Why This Research Matters
This finding challenges the simple narrative that cannabis damages the brain and causes psychosis. Instead, it suggests that cannabis-associated psychosis may represent a different pathway to illness, one that requires less pre-existing brain pathology. People who develop psychosis through the cannabis route may have fundamentally different neurobiology than those who develop it without cannabis involvement.
The Bigger Picture
This study supports the idea that psychotic disorders are heterogeneous, with multiple pathways leading to similar clinical presentations. The cannabis-associated pathway may involve more environmental triggering and less neurodevelopmental brain pathology. This has implications for treatment approaches, prognosis, and our fundamental understanding of what psychosis is.
What This Study Doesn't Tell Us
The cross-sectional design cannot determine whether the brain structure differences existed before psychosis onset. Sample sizes within subgroups were relatively small. The study relied on self-reported cannabis use history. There may be other confounding factors that differ between cannabis-using and non-using psychosis patients. Gray matter density is only one measure of brain structure and function.
Questions This Raises
- ?Do people with cannabis-associated psychosis have better treatment response or prognosis due to less underlying brain pathology?
- ?What alternative mechanisms, beyond structural brain changes, drive psychosis in cannabis users?

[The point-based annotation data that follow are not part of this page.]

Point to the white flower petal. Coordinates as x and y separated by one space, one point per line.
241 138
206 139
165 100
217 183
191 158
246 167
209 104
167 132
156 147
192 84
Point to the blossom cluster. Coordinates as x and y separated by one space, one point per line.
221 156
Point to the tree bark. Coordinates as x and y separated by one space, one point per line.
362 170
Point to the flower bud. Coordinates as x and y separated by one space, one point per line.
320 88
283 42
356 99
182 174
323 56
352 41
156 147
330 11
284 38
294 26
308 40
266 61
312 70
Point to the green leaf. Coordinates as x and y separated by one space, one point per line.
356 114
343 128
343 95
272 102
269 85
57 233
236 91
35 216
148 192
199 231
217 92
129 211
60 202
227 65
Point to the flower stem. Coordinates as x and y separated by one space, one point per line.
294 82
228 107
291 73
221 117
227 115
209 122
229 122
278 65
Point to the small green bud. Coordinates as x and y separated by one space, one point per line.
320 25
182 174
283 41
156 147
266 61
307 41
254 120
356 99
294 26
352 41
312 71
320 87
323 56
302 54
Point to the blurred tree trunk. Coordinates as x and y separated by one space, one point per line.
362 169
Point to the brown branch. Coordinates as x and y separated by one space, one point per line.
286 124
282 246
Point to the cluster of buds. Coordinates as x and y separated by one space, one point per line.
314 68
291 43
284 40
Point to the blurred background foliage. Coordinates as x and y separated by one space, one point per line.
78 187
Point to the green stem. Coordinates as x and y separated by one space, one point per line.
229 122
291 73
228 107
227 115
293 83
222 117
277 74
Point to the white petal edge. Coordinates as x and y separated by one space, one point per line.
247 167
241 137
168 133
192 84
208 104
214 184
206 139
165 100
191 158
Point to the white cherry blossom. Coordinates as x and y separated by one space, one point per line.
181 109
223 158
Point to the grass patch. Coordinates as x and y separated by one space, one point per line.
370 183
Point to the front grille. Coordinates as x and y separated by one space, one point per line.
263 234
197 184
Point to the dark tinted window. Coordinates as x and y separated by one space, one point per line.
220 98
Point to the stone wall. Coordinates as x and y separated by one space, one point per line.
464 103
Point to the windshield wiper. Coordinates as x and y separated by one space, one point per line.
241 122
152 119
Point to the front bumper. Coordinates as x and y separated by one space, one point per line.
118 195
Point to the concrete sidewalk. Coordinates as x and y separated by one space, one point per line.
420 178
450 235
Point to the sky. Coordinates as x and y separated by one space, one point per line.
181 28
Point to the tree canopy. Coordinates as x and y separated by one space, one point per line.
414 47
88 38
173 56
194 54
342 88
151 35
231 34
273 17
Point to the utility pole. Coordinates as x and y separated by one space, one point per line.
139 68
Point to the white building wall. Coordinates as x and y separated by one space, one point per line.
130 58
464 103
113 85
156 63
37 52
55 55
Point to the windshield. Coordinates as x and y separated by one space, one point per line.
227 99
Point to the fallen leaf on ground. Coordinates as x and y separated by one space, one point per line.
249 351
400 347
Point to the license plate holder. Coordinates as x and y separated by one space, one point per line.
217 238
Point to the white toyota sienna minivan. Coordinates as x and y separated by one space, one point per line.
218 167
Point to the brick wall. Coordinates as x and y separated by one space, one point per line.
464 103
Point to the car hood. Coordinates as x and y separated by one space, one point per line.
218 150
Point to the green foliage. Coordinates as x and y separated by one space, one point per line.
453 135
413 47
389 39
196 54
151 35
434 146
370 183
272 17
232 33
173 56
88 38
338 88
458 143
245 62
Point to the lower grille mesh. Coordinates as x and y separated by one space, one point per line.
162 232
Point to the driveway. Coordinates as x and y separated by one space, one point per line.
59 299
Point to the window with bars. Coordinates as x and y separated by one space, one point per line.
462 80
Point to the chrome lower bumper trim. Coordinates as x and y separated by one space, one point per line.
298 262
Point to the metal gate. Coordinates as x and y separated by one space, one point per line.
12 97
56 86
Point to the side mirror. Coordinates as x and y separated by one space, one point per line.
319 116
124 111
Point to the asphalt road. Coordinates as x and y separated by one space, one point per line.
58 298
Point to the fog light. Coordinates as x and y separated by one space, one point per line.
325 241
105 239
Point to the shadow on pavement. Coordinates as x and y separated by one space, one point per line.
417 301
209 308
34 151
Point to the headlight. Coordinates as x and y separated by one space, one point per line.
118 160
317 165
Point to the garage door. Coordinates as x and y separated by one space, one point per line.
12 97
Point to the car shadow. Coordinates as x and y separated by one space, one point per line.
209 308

- ?Could this finding inform personalized treatment approaches in psychotic disorders?
Trust & Context
- Key Stat:
- Cannabis-using psychosis patients had brain structure similar to healthy controls
- Evidence Grade:
- This is a moderately-sized neuroimaging study with appropriate methods, but the cross-sectional design and subgroup analyses limit definitive conclusions.
- Study Age:
- Published in 2018. The concept of psychosis subtypes based on cannabis exposure history continues to be explored.
- Original Title:
- Associations between adolescent cannabis use and brain structure in psychosis.
- Published In:
- Psychiatry research. Neuroimaging, 276, 53-64 (2018)
- Authors:
- Abush, Hila(2), Ghose, Subroto(2), Van Enkevort, Erin A, Clementz, Brett A, Pearlson, Godfrey D, Sweeney, John A, Keshavan, Matcheri S, Tamminga, Carol A, Ivleva, Elena I
- Database ID:
- RTHC-01565
Evidence Hierarchy
A snapshot of a population at one point in time.

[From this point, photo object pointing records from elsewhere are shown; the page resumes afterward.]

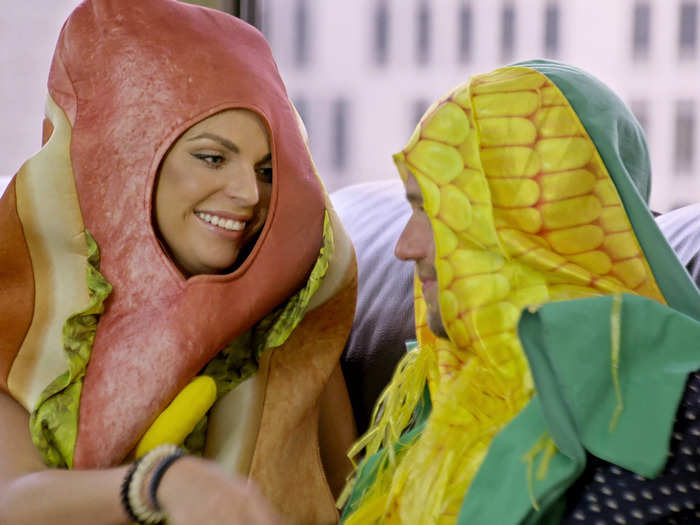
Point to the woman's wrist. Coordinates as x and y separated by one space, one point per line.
139 490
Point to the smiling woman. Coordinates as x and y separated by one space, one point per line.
213 191
175 288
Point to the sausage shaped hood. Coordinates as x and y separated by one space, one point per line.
128 77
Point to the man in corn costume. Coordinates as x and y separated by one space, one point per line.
569 325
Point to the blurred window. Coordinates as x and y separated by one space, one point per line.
507 31
685 136
381 33
302 106
465 33
419 107
423 33
339 155
301 36
688 34
640 108
551 30
641 30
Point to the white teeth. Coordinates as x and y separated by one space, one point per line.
227 224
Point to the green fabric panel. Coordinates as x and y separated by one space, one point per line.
54 422
621 144
499 492
573 372
658 350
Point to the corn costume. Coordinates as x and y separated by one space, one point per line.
572 326
99 331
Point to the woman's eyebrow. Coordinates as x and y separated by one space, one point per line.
221 140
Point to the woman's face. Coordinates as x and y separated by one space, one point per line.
213 191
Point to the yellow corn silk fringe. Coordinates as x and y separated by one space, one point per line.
524 212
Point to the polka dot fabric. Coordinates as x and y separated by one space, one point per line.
606 494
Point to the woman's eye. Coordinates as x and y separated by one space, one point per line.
213 161
265 174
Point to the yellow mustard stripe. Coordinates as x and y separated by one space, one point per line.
179 418
47 203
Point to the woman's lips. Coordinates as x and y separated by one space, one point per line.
228 225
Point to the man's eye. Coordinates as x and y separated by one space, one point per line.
213 161
264 174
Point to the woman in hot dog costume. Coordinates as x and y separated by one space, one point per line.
171 272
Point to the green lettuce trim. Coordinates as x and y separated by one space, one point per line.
54 422
240 359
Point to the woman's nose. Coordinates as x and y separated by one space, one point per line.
242 186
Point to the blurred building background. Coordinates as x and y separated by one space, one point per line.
361 73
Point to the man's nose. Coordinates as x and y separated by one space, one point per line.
414 241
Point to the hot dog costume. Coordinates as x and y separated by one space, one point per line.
572 326
100 331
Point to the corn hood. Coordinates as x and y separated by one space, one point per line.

What do these levels mean? →Frequently Asked Questions
Does this mean cannabis protects the brain?
No. The study found that people who developed psychosis after adolescent cannabis use had less structural brain damage than those who developed psychosis without cannabis. This likely means cannabis-associated psychosis takes a different pathway, not that cannabis is protective.
What does this mean for the idea that cannabis causes psychosis?
It suggests the relationship is more nuanced than simple causation. Cannabis may trigger psychosis in some individuals who would not have become psychotic otherwise, potentially through mechanisms that do not require extensive brain structural changes.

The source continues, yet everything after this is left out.